L’attore, molto noto anche in Italia, è stato coinvolto in un’indagine su traffico e consumo di stupefacenti. Blitz della polizia in nove night club
ROMA – Il nome di Can Yaman è finito nelle ultime ore al centro di una vasta inchiesta condotta dalle autorità turche sul traffico e il consumo di sostanze stupefacenti nel circuito dei locali frequentati da personaggi famosi a Istanbul. Secondo quanto riportato dai media turchi, l’attore sarebbe stato fermato e successivamente rilasciato nell’ambito delle indagini.
L’operazione della polizia ha portato a un blitz in nove night club della metropoli sul Bosforo, durante il quale sono stati arrestati alcuni presunti spacciatori. Yaman, secondo le ricostruzioni, si trovava come cliente all’Hotel Bebek, struttura di proprietà del produttore Muzzafer Yildirim, quando sarebbe stato sottoposto a perquisizione.
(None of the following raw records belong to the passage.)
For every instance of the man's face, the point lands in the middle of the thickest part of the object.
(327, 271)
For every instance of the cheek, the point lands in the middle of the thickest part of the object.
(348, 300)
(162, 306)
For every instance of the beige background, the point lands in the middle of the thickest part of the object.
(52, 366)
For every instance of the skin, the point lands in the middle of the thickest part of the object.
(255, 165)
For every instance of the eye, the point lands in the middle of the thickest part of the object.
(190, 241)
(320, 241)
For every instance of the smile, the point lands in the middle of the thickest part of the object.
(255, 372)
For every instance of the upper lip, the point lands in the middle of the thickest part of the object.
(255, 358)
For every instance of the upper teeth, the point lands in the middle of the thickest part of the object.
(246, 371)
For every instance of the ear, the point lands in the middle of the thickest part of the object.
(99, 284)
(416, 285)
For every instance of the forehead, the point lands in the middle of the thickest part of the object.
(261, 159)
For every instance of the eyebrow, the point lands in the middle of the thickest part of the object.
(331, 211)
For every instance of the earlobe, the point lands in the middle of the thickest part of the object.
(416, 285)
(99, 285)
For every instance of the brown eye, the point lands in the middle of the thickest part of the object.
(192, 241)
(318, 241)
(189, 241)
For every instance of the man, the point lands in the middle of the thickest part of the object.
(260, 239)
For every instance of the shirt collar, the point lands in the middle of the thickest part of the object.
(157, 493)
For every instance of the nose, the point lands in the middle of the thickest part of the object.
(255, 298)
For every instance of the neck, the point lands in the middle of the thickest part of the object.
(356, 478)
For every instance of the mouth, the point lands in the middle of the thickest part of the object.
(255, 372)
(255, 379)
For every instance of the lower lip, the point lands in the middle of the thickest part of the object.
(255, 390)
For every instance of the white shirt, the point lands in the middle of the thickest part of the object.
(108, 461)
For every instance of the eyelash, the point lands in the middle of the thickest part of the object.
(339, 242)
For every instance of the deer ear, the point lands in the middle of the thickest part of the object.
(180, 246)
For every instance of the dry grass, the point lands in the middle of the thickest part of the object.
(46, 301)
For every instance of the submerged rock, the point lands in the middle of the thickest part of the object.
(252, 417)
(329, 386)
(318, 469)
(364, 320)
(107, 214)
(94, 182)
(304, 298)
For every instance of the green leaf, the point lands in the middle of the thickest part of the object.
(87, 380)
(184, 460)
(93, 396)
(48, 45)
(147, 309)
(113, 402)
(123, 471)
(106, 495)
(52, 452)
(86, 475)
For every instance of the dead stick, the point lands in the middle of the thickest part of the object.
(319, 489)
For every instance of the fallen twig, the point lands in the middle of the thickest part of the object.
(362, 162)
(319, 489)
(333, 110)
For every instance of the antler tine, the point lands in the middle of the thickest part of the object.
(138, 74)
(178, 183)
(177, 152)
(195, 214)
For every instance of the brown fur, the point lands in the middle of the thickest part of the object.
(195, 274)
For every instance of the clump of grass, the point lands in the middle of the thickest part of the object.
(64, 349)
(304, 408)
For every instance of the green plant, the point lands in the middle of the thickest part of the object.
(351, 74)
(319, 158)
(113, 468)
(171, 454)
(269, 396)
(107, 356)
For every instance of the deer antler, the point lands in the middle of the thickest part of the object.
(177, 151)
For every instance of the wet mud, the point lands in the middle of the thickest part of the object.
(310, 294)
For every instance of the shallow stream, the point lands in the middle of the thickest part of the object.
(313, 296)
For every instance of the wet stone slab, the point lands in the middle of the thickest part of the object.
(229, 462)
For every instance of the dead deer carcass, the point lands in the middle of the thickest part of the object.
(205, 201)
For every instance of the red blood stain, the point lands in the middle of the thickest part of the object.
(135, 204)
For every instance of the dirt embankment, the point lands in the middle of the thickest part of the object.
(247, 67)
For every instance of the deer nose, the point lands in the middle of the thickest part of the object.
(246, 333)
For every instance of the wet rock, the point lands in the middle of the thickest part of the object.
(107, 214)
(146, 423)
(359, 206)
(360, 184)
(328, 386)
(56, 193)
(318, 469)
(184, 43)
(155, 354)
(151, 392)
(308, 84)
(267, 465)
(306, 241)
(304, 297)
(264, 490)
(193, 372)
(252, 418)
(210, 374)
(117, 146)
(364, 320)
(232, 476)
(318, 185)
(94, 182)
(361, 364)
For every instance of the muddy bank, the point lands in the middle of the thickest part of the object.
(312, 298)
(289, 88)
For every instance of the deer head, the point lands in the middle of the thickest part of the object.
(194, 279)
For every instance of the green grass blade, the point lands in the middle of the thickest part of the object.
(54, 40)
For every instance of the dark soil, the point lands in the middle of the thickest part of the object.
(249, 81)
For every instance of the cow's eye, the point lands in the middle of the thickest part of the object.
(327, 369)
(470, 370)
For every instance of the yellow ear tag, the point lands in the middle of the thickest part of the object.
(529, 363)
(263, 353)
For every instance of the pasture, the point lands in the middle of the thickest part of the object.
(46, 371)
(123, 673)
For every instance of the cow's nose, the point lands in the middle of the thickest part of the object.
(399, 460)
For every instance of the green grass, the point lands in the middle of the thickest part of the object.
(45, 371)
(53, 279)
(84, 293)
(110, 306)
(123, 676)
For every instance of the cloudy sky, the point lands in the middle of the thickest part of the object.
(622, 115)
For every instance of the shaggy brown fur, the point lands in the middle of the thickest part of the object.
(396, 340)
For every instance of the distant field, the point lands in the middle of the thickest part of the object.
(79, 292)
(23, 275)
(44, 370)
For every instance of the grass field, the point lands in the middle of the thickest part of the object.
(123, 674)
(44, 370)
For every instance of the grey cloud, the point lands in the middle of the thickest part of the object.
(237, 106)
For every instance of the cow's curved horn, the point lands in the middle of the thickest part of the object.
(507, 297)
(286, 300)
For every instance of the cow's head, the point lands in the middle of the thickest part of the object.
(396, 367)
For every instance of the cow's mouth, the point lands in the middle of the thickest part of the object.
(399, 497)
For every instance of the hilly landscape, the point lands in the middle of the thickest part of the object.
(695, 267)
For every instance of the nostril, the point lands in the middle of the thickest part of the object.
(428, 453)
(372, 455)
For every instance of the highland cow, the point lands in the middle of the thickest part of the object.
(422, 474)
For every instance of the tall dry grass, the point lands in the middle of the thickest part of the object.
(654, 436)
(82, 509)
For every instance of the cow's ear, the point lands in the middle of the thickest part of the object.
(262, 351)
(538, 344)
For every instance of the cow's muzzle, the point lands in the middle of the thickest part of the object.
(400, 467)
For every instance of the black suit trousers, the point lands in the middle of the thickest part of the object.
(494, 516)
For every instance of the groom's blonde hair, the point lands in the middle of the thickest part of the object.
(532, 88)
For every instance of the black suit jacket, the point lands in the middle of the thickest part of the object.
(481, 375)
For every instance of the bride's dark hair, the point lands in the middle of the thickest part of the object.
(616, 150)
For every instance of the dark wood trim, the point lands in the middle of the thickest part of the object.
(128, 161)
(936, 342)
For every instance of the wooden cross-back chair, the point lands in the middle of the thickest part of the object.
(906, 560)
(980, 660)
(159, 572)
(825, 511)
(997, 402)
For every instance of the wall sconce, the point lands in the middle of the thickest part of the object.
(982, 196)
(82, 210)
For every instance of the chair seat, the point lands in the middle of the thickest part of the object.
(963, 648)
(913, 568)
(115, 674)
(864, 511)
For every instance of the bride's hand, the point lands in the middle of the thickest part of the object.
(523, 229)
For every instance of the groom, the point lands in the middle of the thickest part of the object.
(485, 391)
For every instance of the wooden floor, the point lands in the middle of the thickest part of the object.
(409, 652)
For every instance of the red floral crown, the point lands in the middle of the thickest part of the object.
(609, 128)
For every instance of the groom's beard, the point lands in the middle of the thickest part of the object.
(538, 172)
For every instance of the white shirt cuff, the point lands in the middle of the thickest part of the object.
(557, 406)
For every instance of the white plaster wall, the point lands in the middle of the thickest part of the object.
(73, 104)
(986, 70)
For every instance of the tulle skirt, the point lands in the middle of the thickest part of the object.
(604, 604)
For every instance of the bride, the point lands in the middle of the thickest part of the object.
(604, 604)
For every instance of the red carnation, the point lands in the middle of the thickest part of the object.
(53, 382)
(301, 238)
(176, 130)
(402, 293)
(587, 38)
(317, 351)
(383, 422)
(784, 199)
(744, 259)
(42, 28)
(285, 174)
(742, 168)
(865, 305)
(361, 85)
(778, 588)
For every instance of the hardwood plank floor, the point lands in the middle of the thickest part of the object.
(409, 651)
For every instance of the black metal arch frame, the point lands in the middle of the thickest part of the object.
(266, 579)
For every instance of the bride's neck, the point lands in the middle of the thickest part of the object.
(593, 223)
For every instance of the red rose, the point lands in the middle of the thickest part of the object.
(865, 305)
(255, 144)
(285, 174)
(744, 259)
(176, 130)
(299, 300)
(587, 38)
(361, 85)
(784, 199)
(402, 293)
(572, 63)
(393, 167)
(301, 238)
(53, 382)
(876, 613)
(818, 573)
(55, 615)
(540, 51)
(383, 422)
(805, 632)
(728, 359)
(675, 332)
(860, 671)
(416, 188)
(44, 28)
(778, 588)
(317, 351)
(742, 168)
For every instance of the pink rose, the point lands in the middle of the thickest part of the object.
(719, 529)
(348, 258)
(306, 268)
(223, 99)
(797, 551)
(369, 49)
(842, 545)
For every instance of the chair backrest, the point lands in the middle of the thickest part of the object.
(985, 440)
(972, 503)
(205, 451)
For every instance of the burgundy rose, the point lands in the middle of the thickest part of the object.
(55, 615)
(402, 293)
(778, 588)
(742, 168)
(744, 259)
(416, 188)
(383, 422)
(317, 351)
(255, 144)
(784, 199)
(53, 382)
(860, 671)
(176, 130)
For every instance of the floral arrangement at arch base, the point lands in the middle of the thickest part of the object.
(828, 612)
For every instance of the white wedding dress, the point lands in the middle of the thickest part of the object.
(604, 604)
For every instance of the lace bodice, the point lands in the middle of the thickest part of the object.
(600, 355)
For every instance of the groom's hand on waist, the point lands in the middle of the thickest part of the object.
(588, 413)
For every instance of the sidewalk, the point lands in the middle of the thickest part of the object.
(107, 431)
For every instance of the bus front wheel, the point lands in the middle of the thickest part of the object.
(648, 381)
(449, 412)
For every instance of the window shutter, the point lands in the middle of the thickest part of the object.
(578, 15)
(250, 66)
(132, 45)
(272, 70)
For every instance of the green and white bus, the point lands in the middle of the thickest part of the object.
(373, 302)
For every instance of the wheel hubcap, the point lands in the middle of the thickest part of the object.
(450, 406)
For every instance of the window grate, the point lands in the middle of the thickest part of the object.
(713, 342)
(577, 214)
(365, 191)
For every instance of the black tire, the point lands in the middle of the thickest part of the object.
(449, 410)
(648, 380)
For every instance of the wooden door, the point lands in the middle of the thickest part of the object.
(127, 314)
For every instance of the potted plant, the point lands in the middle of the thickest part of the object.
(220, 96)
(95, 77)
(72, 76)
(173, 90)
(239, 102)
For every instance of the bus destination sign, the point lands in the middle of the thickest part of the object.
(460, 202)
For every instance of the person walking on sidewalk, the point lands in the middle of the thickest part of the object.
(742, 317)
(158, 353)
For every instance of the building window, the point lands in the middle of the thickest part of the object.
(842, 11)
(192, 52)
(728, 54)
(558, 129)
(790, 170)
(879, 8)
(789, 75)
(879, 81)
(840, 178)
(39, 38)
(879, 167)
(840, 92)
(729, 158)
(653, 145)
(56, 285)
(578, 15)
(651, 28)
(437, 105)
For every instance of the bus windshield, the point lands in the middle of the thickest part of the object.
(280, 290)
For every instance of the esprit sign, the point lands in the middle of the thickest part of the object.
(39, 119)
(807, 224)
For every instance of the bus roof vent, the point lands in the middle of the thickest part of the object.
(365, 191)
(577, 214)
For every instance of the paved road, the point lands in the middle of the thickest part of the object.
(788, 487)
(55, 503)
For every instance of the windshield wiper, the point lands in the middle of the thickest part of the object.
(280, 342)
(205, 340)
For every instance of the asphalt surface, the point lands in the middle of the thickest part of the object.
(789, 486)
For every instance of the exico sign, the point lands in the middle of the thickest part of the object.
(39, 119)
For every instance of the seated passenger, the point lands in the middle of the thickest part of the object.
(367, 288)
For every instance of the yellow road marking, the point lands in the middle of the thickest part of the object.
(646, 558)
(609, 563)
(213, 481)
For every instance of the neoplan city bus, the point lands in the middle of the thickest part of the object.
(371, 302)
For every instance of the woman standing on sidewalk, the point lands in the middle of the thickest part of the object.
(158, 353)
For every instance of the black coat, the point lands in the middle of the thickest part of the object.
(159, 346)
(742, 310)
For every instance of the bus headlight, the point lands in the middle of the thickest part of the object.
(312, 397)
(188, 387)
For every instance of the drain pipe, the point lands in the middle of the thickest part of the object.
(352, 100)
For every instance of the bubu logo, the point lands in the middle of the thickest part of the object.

Secondo quanto riferito dall’emittente Cnn Turk, l’attore sarebbe risultato in possesso di sostanze stupefacenti. Sempre secondo la stessa fonte, una segnalazione avrebbe fatto scattare il controllo degli agenti. Nel locale, inoltre, si sospettava l’esistenza di una presunta “stanza segreta” nella quale potrebbero essere state effettuate registrazioni video.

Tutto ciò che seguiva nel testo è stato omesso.